Cumhurbaşkanlığı sözcüsü Kalın, sorulan soruları şu şekilde cevapladı:

'Bir şeye sahip çıkmak ile sahip olmak arasında çok ince bir fark vardır'

Bir şeye sahip çıkmak ile sahip olmak arasında çok ince bir fark vardır. Bir şeye sahip çıkmaya çalışmak onu korumak kollamak, onu yaşatmak anlamına gelir. Gerçek dostlar da birbirlerine sahip olmaya çalışan değil, sahip çıkan insanlardır. Sahip çıkarsın, arkasını kollarsın. Aynı arkadaş kelimesinde olduğu gibi. Sendelersen, düşersen ben arkandayım merak etme demektir.

Biz neye sahip çıkmalıyız, birlikte neyi yaşatmalıyız odaklanırsak o zaman hep birlikte aynı gökyüzünün altında bütün renkleri, güzellikleri görme imkanımız olur. Hepsi birlikte güzel. Bu birlik beraberliği polyannacılık oynayalım anlamında değil içimde bir dert endişe olarak söylüyorum. Bunu yapabildiğimizde hepimizin dili, düşünce ufku, dünyası zenginleşecek. Bunun gerisine düştüğümüzde ise ne kendimize ne de başkalarına bir faydamız olmaz.

Esra Elönü: Arafta mısınız?

İbrahim Kalın: Arafta olmayı seyr-ü sefer, bir yolculuk olarak yorumlarsak daha anlamlı olacağını düşünüyorum. Hiçbir konuda karar veremeyen, sürekli bir tereddüt halinde olan manasında kullanıldığında bunun insanın özne olma vasfını çok kısıtladığını düşünüyorum. İnsanı dinamik yolculuğun içerisinde bir özne olarak düşünmek bana daha anlamlı geliyor.

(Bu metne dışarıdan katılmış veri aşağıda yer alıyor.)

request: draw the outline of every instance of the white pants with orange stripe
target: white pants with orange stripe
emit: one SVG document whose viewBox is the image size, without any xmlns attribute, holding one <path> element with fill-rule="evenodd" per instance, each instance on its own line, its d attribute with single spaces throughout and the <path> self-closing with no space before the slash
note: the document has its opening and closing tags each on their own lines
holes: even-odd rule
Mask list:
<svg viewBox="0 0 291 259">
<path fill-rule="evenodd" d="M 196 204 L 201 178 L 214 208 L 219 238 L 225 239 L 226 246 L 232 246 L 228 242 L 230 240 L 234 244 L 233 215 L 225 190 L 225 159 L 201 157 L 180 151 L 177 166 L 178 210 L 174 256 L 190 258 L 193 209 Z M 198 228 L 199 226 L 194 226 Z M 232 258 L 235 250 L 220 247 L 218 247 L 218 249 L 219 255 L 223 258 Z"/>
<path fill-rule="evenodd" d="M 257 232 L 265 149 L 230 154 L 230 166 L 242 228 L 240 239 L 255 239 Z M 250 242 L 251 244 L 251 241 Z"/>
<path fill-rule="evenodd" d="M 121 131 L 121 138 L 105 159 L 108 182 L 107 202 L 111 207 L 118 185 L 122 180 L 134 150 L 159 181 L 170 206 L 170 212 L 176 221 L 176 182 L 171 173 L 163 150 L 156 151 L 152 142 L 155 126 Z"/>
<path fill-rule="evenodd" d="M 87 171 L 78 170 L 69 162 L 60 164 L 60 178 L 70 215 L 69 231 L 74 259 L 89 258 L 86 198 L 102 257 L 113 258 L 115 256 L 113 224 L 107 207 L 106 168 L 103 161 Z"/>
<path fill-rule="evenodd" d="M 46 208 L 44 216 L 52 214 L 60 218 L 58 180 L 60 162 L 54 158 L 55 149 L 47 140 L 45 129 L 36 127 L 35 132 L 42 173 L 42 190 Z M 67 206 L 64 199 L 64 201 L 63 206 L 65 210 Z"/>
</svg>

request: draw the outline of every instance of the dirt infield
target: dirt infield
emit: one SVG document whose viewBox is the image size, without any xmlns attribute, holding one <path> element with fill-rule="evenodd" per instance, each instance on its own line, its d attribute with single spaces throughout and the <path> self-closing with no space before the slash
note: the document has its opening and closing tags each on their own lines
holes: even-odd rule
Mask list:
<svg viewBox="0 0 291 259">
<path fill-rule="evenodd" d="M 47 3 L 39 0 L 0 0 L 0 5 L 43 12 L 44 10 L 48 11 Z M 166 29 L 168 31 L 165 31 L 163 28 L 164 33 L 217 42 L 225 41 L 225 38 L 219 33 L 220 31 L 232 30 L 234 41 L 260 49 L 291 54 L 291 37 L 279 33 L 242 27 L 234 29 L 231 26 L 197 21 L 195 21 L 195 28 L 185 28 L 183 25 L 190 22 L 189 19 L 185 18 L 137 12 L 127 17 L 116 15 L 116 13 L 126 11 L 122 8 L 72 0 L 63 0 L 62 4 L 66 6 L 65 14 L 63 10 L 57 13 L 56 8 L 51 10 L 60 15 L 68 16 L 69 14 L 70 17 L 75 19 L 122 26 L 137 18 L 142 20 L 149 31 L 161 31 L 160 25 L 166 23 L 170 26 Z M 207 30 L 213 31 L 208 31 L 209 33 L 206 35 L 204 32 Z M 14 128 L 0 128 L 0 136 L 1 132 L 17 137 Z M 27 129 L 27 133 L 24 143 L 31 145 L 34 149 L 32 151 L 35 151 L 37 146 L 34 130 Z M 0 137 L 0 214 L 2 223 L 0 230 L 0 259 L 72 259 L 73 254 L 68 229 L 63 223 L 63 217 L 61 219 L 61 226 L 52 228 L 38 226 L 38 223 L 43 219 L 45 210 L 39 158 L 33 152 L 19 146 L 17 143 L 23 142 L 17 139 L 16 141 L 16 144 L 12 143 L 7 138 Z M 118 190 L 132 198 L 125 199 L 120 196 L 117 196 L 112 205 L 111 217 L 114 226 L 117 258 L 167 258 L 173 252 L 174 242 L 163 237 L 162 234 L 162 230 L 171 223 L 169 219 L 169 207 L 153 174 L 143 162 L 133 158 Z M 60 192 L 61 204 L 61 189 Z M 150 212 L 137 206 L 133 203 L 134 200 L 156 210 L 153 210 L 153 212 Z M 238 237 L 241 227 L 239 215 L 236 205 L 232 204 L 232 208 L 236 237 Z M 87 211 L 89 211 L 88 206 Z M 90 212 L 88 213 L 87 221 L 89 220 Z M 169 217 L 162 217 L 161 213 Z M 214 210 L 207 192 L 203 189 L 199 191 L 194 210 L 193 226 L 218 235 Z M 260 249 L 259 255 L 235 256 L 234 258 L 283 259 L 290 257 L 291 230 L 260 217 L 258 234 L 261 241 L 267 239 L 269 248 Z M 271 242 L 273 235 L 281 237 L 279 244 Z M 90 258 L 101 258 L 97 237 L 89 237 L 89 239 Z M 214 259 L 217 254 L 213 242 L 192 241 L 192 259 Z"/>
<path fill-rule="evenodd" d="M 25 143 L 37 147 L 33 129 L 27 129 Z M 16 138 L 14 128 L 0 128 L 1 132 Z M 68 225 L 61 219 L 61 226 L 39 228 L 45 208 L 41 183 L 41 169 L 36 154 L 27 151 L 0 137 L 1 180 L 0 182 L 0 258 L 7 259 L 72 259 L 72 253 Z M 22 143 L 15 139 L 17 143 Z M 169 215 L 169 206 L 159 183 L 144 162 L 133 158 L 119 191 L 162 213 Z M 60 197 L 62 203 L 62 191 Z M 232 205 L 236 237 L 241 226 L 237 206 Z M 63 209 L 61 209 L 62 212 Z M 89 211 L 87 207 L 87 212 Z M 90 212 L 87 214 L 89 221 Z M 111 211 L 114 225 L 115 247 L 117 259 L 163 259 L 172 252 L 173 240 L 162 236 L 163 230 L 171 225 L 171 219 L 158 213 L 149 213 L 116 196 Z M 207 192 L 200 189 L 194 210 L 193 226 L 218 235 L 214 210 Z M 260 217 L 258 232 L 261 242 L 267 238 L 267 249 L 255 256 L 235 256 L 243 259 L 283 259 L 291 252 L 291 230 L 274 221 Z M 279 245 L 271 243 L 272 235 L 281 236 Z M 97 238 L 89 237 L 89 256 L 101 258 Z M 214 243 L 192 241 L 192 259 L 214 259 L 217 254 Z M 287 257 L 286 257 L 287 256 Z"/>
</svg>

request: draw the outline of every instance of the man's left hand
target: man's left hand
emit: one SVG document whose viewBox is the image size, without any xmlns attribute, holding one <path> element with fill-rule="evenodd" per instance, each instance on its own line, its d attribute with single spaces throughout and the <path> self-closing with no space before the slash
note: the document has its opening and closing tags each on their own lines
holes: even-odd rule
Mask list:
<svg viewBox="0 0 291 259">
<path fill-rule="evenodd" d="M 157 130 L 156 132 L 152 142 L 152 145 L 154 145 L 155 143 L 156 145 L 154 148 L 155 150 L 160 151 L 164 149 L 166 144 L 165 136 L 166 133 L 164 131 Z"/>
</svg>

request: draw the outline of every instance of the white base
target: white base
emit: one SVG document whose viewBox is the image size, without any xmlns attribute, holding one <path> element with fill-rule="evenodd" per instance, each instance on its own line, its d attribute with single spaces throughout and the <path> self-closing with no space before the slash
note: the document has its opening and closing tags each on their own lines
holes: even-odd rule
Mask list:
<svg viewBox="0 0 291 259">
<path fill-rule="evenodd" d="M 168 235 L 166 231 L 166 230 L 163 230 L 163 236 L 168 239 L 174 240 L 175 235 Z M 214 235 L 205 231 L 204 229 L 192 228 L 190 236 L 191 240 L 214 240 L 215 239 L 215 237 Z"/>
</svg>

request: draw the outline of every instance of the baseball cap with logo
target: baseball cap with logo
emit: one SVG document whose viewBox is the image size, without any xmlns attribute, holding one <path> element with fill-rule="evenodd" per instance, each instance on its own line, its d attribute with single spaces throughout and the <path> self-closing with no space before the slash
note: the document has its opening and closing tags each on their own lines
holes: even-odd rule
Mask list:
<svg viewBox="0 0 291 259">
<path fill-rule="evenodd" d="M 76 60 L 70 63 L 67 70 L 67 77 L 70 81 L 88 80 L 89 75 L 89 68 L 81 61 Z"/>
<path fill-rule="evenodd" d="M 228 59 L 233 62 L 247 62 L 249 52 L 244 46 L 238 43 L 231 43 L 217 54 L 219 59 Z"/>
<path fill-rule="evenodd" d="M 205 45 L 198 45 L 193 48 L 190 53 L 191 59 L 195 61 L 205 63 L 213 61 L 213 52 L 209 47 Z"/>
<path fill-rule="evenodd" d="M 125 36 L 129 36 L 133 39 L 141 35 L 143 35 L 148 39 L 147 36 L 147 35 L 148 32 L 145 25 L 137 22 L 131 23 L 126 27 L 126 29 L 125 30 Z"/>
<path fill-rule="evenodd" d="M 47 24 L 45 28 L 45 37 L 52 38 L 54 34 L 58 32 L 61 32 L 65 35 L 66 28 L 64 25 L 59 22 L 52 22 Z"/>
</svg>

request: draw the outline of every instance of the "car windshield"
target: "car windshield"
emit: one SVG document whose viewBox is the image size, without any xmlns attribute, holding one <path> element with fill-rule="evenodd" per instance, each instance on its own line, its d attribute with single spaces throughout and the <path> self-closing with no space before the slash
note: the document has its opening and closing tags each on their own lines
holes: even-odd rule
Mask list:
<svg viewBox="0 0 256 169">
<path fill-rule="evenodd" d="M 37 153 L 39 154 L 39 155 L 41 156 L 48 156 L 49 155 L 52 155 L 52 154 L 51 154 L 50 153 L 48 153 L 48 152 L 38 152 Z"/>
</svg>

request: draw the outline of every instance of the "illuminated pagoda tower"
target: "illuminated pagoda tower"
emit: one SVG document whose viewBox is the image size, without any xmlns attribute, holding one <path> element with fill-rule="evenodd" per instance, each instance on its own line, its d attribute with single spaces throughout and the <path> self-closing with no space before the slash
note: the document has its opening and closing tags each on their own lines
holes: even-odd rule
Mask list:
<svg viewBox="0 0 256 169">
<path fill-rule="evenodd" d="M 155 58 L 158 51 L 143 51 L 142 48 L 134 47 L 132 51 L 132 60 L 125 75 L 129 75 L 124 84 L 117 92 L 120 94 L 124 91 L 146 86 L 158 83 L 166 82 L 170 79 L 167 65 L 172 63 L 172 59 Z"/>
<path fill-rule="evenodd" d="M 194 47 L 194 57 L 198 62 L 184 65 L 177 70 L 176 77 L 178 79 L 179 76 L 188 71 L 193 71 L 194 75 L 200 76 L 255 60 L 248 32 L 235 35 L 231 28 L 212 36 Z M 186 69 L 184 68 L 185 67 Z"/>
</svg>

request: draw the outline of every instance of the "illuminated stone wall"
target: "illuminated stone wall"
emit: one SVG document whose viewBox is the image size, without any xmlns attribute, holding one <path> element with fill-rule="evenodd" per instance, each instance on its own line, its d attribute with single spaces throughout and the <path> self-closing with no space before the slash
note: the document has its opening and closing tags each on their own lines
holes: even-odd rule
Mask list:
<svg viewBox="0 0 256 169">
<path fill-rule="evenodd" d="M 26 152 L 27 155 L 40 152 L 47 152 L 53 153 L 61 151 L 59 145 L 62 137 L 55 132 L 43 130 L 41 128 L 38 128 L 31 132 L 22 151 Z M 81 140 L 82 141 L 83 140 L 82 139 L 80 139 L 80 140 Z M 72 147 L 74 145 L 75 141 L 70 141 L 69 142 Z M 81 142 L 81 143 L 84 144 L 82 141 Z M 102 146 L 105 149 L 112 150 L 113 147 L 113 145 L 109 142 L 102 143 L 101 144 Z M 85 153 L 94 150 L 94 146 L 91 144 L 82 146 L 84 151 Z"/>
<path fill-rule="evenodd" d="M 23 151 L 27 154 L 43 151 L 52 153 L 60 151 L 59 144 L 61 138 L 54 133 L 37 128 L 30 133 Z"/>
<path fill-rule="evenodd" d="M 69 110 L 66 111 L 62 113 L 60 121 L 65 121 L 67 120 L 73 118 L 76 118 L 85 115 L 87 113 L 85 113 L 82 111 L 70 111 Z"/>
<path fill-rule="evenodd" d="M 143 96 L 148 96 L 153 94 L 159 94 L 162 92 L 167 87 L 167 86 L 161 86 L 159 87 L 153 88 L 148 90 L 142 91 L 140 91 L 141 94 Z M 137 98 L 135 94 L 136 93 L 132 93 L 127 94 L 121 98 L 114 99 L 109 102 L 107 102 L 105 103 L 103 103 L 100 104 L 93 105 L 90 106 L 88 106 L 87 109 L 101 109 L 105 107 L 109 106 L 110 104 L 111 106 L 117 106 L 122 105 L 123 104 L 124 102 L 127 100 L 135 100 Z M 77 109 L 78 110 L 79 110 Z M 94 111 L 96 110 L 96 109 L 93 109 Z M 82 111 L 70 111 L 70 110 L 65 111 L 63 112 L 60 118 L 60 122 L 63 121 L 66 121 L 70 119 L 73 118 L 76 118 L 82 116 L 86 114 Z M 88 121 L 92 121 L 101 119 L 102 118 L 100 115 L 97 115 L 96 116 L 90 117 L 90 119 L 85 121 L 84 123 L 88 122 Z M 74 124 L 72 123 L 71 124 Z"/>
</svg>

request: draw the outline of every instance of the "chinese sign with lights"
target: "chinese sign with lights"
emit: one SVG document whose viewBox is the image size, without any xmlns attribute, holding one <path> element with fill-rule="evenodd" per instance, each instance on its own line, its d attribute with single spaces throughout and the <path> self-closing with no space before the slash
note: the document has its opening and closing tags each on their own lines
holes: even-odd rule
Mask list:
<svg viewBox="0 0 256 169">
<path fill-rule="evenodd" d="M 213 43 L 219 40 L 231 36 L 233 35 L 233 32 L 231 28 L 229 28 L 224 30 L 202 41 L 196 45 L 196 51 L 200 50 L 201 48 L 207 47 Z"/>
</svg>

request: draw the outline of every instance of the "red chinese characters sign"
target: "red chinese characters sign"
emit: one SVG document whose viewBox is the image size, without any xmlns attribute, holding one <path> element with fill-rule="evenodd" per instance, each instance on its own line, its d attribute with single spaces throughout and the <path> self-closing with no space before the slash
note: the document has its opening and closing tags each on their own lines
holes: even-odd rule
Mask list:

"Arafta verilen cevaplar insanı daha canlı tutar."

Bir konuda peşin hükümlü olmak insanın önünü kesen, ufkunu daraltan bir yaklaşım olur. Sorulara farklı cevaplar verilebilir ve bunları da farklı şekillerde de yorumlayabilirsiniz. Fakat sorunun kendisi önemli olmaya devam eder. Burada cevaplardan daha önemli olanın soruyu sormak olduğunu fark edersiniz. Dolayısıyla cevaplar üzerinde kendi zihninizde farklı alternatifleri değerlendirmeye devam edersiniz. Arafta olmak bazen bütün bu cevaplara eşit mesafede durmaktır. Arafta verilen cevaplar insanı daha canlı tutar.

"Müzisyen de olsanız, devlet adamı da olsanız, marangoz ustası da olsanız iyi bir dinleyici olmak önemlidir."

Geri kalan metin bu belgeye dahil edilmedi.